RTF to Docx

General TRichView support forum. Please post your questions here
tiagosis
Posts: 64
Joined: Thu Apr 13, 2017 5:34 pm

RTF to Docx

Post by tiagosis »

Hello, I'm migrating my texts from RTF to DOCx but the texts are losing their encoding, how can I solve this?
Here's an example.

RTF: PROCURAÇÃO
...AFTER CONVERTED TO doCX
docX: PROCURAÇÃO
Sergey Tkachenko
Site Admin
Posts: 17839
Joined: Sat Aug 27, 2005 10:28 am
Contact:

Re: RTF to Docx

Post by Sergey Tkachenko »

Can you send me a sample RTF file? (to email richviewgmailcom, or attach it here)
tiagosis
Posts: 64
Joined: Thu Apr 13, 2017 5:34 pm

Re: RTF to Docx

Post by tiagosis »

Yes, it follows. My problem is precisely when I import the rtf into the editor, the text already comes out of the encoding, however, when I open it through the DBForge viewer the text displays correctly.
Attachments
databseViewer.jpg
databseViewer.jpg (183.45 KiB) Viewed 109136 times
IN_SRichEdit.jpg
IN_SRichEdit.jpg (155.88 KiB) Viewed 109136 times
rtf demo.txt
(5.78 KiB) Downloaded 4442 times
Sergey Tkachenko
Site Admin
Posts: 17839
Joined: Sat Aug 27, 2005 10:28 am
Contact:

Re: RTF to Docx

Post by Sergey Tkachenko »

This RTF is not completely correct. RTF should specify character set for text in order to load in correctly.
This RTF specifies \fcharset1, that means DEFAULT_CHARSET.
As a result, characters in the file depend on the main Windows code page (on the computer where it is read).

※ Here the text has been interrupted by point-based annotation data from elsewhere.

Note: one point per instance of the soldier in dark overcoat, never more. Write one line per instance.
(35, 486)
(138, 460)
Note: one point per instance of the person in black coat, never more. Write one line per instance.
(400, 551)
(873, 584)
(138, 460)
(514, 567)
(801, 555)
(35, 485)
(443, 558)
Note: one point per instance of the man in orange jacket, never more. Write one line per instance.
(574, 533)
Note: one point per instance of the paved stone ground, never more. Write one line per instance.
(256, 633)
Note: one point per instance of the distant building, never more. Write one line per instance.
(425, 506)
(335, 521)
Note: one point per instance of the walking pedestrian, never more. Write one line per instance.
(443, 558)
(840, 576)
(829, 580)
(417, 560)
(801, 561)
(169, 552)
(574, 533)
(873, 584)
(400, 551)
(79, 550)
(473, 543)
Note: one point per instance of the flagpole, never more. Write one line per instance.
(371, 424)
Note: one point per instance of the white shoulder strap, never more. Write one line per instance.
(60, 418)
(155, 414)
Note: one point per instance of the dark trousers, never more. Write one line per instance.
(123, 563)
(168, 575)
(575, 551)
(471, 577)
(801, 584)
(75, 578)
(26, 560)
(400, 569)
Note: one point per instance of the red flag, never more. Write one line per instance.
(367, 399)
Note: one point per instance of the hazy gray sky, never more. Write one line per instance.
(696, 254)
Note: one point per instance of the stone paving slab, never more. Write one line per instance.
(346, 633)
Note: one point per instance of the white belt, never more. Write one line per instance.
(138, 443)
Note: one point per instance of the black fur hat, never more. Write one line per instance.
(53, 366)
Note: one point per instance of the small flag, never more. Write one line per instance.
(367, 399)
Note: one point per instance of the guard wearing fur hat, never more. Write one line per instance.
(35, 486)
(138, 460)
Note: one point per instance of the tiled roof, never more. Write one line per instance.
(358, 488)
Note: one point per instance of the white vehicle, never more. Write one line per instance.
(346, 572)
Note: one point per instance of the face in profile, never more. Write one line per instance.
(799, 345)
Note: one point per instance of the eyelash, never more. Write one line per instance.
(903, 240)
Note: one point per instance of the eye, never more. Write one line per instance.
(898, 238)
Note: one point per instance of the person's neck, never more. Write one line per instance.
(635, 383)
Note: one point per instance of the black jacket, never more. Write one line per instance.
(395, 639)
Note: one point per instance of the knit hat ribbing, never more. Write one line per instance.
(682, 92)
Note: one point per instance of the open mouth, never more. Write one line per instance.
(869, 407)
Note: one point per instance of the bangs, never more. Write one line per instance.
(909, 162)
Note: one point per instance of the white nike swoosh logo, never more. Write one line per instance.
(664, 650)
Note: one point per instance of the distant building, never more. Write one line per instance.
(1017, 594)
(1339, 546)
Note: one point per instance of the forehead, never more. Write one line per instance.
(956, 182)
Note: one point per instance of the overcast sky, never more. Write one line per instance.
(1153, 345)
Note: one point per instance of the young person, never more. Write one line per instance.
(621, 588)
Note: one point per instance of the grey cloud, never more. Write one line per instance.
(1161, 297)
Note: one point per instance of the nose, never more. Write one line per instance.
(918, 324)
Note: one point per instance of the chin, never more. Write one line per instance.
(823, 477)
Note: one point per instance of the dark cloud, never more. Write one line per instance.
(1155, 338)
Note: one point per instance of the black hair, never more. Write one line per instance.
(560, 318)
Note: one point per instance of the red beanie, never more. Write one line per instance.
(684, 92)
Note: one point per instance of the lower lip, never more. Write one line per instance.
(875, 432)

I have Cyrillic as the default code page on my computer. So, when I load this document (in MS Word, WordPad, or TRichView), I can see the main heading "PROCURAЗГO".
Unfortunately, the current version of TRichView does not have property to override the code page used when RTF has text of DEFAULT_CHARSET: the main Windows code page is always used.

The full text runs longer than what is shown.